Borse di dottorato

I vincitori del concorso, che si collocano nelle prime posizioni in graduatoria, hanno diritto ad una borsa di dottorato. Almeno il 75% dei posti messi a concorso è coperto da borse.

L'ammontare della borsa di dottorato è, dal 1° gennaio 2018, di € 15.343,28 annui, al lordo degli oneri previdenziali a carico del borsista.

Le borse di dottorato, il cui numero è indicato per ciascun Corso di dottorato nel bando di concorso, vengono assegnate previa valutazione comparativa del merito e secondo l'ordine definito nelle rispettive graduatorie.
A parità di merito il criterio di preferenza è costituito dalla condizione economica del nucleo familiare del candidato, determinata ai sensi della normativa vigente in materia di diritto allo studio.

Chi abbia già usufruito di una borsa di dottorato, anche solo parzialmente, non può usufruirne una seconda volta.

Durata e maggiorazione della Borsa

La borsa di dottorato ha durata annuale ed è rinnovata per l’intera durata del Corso a condizione che il dottorando abbia completato il programma delle attività previste per l’anno precedente, verificate dal Collegio dei docenti.

La cadenza di pagamento della borsa di studio è mensile.
L’importo della borsa di dottorato è incrementato nella misura massima del 50% per un periodo complessivamente non superiore a 18 mesi, se il dottorando è autorizzato dal Collegio dei docenti a svolgere attività di ricerca all’estero.

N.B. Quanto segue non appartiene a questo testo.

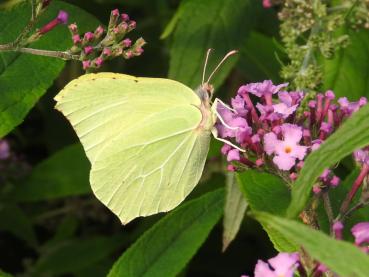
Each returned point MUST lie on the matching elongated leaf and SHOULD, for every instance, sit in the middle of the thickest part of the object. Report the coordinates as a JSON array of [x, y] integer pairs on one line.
[[347, 73], [168, 246], [234, 210], [266, 192], [343, 258], [63, 174], [24, 78], [218, 24], [72, 255], [353, 134], [258, 60]]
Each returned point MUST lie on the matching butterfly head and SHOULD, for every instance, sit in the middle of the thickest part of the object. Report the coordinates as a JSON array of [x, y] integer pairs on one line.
[[206, 90]]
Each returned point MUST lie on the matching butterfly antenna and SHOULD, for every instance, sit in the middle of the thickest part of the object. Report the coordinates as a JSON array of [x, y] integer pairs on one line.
[[220, 63], [205, 65]]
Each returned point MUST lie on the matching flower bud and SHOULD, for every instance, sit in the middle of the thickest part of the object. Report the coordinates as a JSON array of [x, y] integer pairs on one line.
[[86, 64]]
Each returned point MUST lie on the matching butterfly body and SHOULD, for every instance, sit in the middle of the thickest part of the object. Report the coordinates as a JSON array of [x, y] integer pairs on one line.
[[146, 138]]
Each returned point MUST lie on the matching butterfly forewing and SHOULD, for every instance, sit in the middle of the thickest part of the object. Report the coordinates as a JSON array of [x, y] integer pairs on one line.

A decorrere dal secondo anno a ciascun dottorando è assicurato un budget per l’attività di ricerca in Italia e all’estero adeguato rispetto alla tipologia di Corso e comunque di importo non inferiore al 10% dell’importo previsto per una borsa.

Norme fiscali

La borsa di dottorato, indipendentemente dal suo importo e indipendentemente da quanto indicato sui criteri dei vari modelli di dichiarazione, è esente dal pagamento dell’imposta locale sui redditi e sul reddito delle persone fisiche (IRPEF).  Per quanto riguarda l'obbligo della presentazione della dichiarazione, il contribuente che ha come unico reddito la borsa di dottorato non è tenuto alla presentazione della dichiarazione, in quanto ha solo redditi esenti. E' buona norma controllare ogni anno sulle istruzioni del modello UNICO. Le istruzioni sono consultabili sul sito dell'Agenzia delle Entrate.

La borsa di dottorato non può essere cumulata con assegni di ricerca né con altre borse di studio a qualsiasi titolo conferite, tranne con quelle concesse da istituzioni nazionali o straniere utili ad integrare con soggiorni all'estero l'attività di formazione o di ricerca dei borsisti.

Adempimenti INPS dei borsisti di Dottorato di Ricerca

La borsa di dottorato è soggetta al versamento dei contributi previdenziali INPS a gestione separata (art. 2 comma 26 Legge 335/95 e successive modificazioni).
L'aliquota complessiva è 2/3 a carico dell'amministrazione e 1/3 a carico del borsista.
I contributi sono trattenuti automaticamente dalla rata e versati dall'Università direttamente all'INPS competente.

Tutti i dottorandi con borsa di studio di dottorato hanno l'obbligo di iscriversi alla "Gestione Separata INPS". La domanda di iscrizione alla Gestione Separata va effettuata telematicamente collegandosi al sito dell'INPS, dove è possibile trovare anche maggiori informazioni relative alla "Gestione Separata".
Attenzione: per i servizi INPS bisogna chiedere il rilascio del PIN.

Indennità mensile di disoccupazione INPS DIS-COLL

 A partire dal 1° luglio 2017, l'indennità è stata estesa anche agli assegnisti e ai dottorandi di ricerca con borsa di studio. Il sito dell'INPS ha dedicato una pagina dettagliata alla modalità di fruizione della stessa, che invitiamo a consultare per i chiarimenti del caso.